The goal of this grant proposal is to comprehensively evaluate the attitudes and barriers of cancer patients towards willingness to participate (WTP) in yoga intervention for cancer-related symptom management, with specific examination of differences between white and African American (AA) cancer patients. We will conduct a crosssectional survey among 450 cancer patients, including 30% AAs, who are receiving non-palliative radiation therapy, at the Hospital of University of Pennsylvania. Self-reported WTP will be used as the main outcome variable. Self-reported race will be used as main independent variable. Attitudes and barriers towards yoga trial participation will be measured using a questionnaire designed based on the Theory of Planned Behavior (TPB). T-test and chi-square tests will be performed to evaluate whether TPB constructs and WTP, respectively, differ by race.
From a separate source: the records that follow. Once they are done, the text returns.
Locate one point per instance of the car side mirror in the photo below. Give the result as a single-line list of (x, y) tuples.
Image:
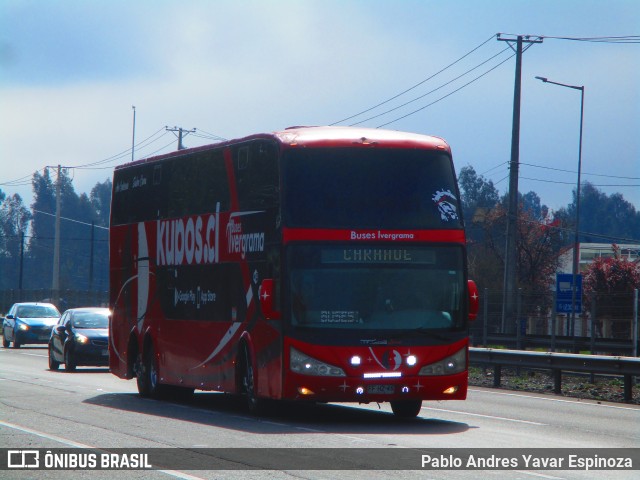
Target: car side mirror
[(267, 295), (474, 299)]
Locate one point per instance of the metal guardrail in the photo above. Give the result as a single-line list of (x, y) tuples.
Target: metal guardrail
[(627, 367), (520, 342)]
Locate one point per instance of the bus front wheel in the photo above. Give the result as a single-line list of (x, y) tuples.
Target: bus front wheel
[(406, 408)]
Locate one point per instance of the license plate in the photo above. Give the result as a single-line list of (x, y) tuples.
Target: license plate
[(380, 389)]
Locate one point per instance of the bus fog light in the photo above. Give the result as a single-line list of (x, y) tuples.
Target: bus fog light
[(306, 365), (455, 363)]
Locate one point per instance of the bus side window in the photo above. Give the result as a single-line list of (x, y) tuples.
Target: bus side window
[(257, 176)]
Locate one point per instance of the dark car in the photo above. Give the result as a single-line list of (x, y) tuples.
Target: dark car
[(81, 337), (29, 322)]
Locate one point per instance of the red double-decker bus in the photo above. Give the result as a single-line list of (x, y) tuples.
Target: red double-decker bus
[(322, 264)]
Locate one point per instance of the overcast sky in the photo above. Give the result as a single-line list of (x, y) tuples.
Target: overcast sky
[(71, 70)]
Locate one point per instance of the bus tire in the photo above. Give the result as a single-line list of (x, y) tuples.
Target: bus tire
[(53, 364), (147, 374), (406, 408), (255, 404)]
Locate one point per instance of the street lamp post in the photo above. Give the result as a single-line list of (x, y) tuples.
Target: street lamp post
[(576, 246)]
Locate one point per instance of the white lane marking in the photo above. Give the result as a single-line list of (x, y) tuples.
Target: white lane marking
[(71, 443), (485, 416), (584, 402)]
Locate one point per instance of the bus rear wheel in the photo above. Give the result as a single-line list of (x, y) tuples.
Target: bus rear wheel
[(147, 374), (406, 408)]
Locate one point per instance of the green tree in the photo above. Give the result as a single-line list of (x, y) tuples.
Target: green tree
[(14, 223)]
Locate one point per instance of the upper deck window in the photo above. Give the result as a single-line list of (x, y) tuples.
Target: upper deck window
[(370, 188)]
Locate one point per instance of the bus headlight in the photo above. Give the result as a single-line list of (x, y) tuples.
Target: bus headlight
[(455, 363), (306, 365)]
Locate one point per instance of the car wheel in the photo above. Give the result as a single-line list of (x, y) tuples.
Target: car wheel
[(53, 364), (406, 408), (69, 361)]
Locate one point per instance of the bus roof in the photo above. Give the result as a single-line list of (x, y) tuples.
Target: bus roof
[(319, 137)]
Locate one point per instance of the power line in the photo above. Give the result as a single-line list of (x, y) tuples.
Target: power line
[(414, 86), (432, 91), (70, 219), (447, 95), (583, 173)]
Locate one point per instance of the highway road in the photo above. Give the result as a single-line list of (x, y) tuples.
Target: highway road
[(93, 409)]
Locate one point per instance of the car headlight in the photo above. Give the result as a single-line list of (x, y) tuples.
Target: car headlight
[(306, 365), (455, 363)]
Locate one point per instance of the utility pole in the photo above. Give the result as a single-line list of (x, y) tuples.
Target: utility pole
[(21, 262), (133, 139), (55, 284), (509, 323), (181, 134), (93, 226)]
Multivariate logistic regression will be used to identify factors associated with WTP. The findings of this study will provide a better understanding of the attitudes and barriers of cancer patients, especially AAs, towards yoga trial participation. This may help develop culturally tailored educational interventions and recruitment messages as well as culturally sensitive yoga interventions to enhance representation of AA in yoga studies. The data collected from this research will allow Krupali Desai to effectively apply for an NIH career development award during which she plans to test the efficacy of yoga for cancer symptom management in minority cancer patients. These training experiences will enable her to become an independent researcher focusing on evaluating the use of yoga to address important health issues among minority cancer patients.